DESCRIPTION (Adapted from the Applicant's Abstract): Modeling and analysis of correlated data is a recurring challenge in health sciences research. These data arise routinely in clinical trials and epidemiological studies of cancer and other diseases, where correlation may be due to the longitudinal nature of data collection on each subject, clustering of observations from the same center or family, or geographical orientation. Much statistical research has been devoted to mixed effects models, which take account of correlation through incorporation of random effects. A prevailing concern is that standard assumptions may be unrealistic or too restrictive to represent the data, which may lead to unreliable inferences on scientific questions of interest and to important features of the data to be obscured. Recent interest has focused on relaxing these assumptions by either (i) allowing more flexible functional dependence of response variables on covariates or (ii) allowing more flexible representation of the distribution of the random effects than provided by the usual normal distribution.

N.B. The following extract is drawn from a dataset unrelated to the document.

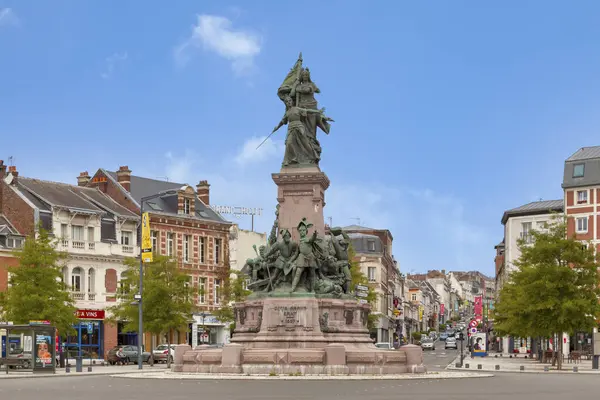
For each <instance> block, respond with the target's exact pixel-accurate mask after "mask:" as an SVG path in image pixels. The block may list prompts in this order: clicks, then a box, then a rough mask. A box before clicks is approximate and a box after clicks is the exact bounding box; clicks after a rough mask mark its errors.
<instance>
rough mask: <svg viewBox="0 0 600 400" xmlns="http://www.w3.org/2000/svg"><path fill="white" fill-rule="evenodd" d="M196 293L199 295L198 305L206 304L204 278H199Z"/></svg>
mask: <svg viewBox="0 0 600 400" xmlns="http://www.w3.org/2000/svg"><path fill="white" fill-rule="evenodd" d="M198 288H199V290H198V292H199V295H200V303H202V304H204V303H206V278H200V283H199V284H198Z"/></svg>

The objective of the research in this proposal is to develop flexible mixed effects models that address (i) and (ii), providing the data analyst tools for correlated data for which standard assumptions do not apply. We will develop semiparametric generalized linear models, which allow more flexible representation of the random effects; semiparametric generalized additive models, which further allow flexible covariate dependence; semiparametric frailty models, which allow flexible models for multivariate time-to-event data; and flexible joint models for longitudinal data and primary outcomes, where the goal is to explore the association between a longitudinal measure, e.g. prostate specific antigen, and a response of interest, e.g. cancer risk. Maximum likelihood inference will be developed, and the utility of the methods will be evaluated by simulation study and application to several data sets in cancer and other disease research. A key goal is to provide public-domain, documented general software and examples to the research community.